At Deneb, Hamilton’s organ crackled like a retired aurora borealis. It had propagated in slow waves of frozen fire ever since the creation of the world. In parallel coats, ripples of black crystals lingered on the surface of genesis and a vernal hint of budding spread about carpets of small shining asterisks across the firmament.

Like a footnote of the galactic awakening of consciousness, Deneb reposed in the completion of its own birth on the turntable where the locomotive of eternity — excuse the metaphor, but it is justified here — irrevocably changes direction.

Is this a dream? Or was Swedenborg on the track of something when he maintained that if this is a dream I am dreaming, then perhaps my waking condition — the one called life — is just a dream? Life is but a dream. Well, Calderón as well as Shakespeare had said that before him, and Strindberg, the copycat of copycats, had repeated it. Love for the Most High, perhaps?

Alas, stars... stars, not in conformity with Time, one of the adopted conceptions’ favorites. Yet people have thanked their lucky stars, people’s stars have descended, people have had rising stars, people have been stars in that way as well as this way; yes, people have aimed at stars (per aspera ad astra) and they have been born under lucky and unlucky stars. And stars have been born, killed and died!

But out here in the slow rapidity’s relative spheres, the stationary beauty of the brilliantly colored comets and spectral-analyzed atmospheres exists, as do rotating cavities and black clouds, the lower parts of which are illuminated by cosmic spotlights. And the stubborn, lilac giants and the unresisting pink dwarfs should not be forgotten.
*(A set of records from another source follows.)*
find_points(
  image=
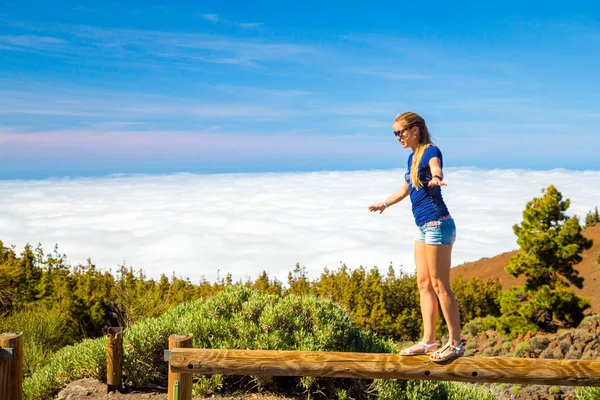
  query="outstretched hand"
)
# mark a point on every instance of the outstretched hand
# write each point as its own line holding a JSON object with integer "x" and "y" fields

This apparently stationary fireworks display is an optical illusion, induced by distance. Had we been more shortsighted, we would have seen that the constellation that is like an indelible watermark on the firmament consists in reality of elements rushing away from each other at insane velocities in all directions.

Had we, had we... To be in constant motion and still as if being glued to one place is one of the relativistic modes of expression of existence. The doubleness is not a Kierkegaardian either/or but a downright Swedenborgian togetherness.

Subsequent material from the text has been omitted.